Can drugs found in water harm humans?
A mixture of pharmaceuticals at environmentally relevant concentrations is found to inhibit the growth of human embryonic kidney cells.
Although discoveries of Prozac in drinking water and cocaine in Italian rivers get plenty of press, little is actually known about what happens when people are exposed to the mixtures of drugs being found in the environment. But researchers at Italy’s University of Insubria have taken an important step. In the first study to examine the effects of a drug mixture at environmental levels on human cells, posted today to ES&T’s Research ASAP website (DOI: 10.1021/es051715a), they report that a combination of pharmaceutical compounds inhibits the growth of embryonic kidney cells in laboratory tests.
Researchers in Europe began in the early 1990s to identify trace amounts of certain therapeutic drugs in surface waters and groundwater. Since then, survey campaigns in Europe and the U.S. have found about 100 such compounds in surface waters, groundwater, sewage, effluent from wastewater treatment plants, and even tap water—at levels as high as parts per billion. Pharmaceutical compounds enter the environment through several different pathways, including improper disposal and the excretion of nonmetabolized drugs. Often, waters test positive for more than one substance.
Researchers agree that aquatic species face the greatest risk from exposure to low levels of pharmaceuticals, such as synthetic hormones, which can act as endocrine disrupters at environmental levels. However, little is known about the potential human health effects arising from complex drug mixtures.
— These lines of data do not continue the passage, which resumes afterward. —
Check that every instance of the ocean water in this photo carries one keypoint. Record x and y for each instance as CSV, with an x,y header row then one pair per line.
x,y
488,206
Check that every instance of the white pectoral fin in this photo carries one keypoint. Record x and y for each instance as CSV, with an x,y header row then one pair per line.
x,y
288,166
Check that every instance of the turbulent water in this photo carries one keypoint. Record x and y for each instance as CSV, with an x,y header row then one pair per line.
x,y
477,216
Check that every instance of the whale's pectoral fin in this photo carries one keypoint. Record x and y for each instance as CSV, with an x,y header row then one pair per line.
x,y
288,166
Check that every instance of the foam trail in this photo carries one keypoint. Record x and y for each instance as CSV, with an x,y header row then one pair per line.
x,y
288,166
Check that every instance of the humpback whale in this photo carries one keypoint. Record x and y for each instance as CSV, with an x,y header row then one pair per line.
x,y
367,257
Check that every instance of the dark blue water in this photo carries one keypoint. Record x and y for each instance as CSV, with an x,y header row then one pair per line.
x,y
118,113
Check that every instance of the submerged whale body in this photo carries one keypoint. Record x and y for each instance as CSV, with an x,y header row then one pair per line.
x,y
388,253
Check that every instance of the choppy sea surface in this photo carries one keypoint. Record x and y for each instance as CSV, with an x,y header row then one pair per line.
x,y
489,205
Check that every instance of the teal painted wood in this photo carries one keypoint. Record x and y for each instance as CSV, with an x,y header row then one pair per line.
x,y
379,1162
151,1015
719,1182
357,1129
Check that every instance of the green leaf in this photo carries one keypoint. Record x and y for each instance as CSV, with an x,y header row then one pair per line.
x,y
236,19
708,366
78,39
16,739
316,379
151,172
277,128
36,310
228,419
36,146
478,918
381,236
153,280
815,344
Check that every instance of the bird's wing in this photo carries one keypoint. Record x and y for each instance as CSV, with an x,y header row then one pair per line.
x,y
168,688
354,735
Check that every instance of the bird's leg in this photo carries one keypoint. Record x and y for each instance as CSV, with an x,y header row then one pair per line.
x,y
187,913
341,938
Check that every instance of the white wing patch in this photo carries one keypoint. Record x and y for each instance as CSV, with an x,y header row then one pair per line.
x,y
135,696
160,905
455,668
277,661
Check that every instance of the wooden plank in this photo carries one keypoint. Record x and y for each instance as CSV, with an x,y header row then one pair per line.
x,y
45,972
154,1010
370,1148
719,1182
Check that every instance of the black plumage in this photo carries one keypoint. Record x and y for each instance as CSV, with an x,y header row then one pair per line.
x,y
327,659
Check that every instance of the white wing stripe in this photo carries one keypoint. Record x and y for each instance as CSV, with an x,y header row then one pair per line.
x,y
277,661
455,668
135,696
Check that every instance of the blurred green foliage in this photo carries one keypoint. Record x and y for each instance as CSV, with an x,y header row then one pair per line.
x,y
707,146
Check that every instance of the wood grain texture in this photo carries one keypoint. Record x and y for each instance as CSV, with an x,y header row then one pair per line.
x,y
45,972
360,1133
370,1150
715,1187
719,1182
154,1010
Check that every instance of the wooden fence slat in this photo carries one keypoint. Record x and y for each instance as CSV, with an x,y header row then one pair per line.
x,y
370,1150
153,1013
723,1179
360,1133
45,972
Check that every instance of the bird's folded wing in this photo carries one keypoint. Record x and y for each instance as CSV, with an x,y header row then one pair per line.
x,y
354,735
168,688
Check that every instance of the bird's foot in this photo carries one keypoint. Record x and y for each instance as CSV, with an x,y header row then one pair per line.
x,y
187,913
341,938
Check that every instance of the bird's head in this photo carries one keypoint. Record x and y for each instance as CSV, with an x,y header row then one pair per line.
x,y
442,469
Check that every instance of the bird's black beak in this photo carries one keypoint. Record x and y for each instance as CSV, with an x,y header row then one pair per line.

Corresponding author Franceso Pomati and his colleagues set out to fill this gap. “To make a proper risk assessment,” Pomati explains, “we needed some data about not single drugs, taken one by one, but a mixture that was representative of the real conditions in the environment.”
The researchers designed a cocktail of 13 drugs—including several antibiotics, the popular pain reliever ibuprofen, and a highly toxic cancer medicine—to mimic the mixtures found in several Northern Italian rivers and in wastewater. Individual component concentrations ranged from 10 to 1000 nanograms per liter. “The mixture is complex in terms of [what has] been used [in laboratory tests] before, but it’s nothing; it’s simple in comparison to what’s been found in the environment,” says Pomati.
To his surprise, Pomati observed that this mixture of drugs at environmental levels inhibited the growth of human embryonic kidney cells. After 48 hours of exposure, cell proliferation was reduced by 10–30% compared with controls. However, no inhibition was observed when cells were exposed to only the toxic cancer drug at environmental levels.
The results show that the growth inhibition is not due to the single most cytotoxic compound alone. But that does not conclusively prove that synergistic or additive effects exist between drugs in the mixture, cautions Thomas Heberer of the Institute of Food Chemistry at the Technical University of Berlin. To show that the individual drugs behave additively, Heberer suggests that researchers should analyze the effects of compounds with a common mode of action, such as antibiotics, alone and in various mixtures. Nevertheless, many researchers speculate that such interactions are present, although environmental impact assessments for new pharmaceuticals in the U.S. and Europe are not required to take the possibility of mixture effects into account.
Pomati and his colleagues used proteomic and genomic assays to determine the mechanisms of growth inhibition. They found that the drug mixture stimulated the expression of cell cycle regulation genes and certain proteins (kinases) that signal cell stress. These responses often indicate a slower rate of cell division and thus less cell proliferation.
According to Bent-Halling Sørensen, a professor of chemical toxicology at the Danish University of Pharmaceutical Sciences, the proteomic and genomic assays used by Pomati and his colleagues are becoming increasingly popular in the field of environmental toxicology to study pharmaceuticals. “But you’ll have to remember that you have to translate something going on in an assay to real life,” he cautions, “and that’s a big jump.”
Another challenge lies in determining the bioavailability of the pharmaceutical compounds, says Heberer, and this may depend on solubility and other chemical properties. “So the question is: What really ends up in the cells or close to these cells?”
Pomati concurs that extrapolating from cells to organisms is difficult, but he believes that an understanding of the effects of pharmaceutical mixtures in the environment is needed. “We have to demonstrate scientifically a correlation between what we see in vitro and what we see in vivo. Organisms, they are much more complex than cells, but that doesn’t mean they’re less sensitive.”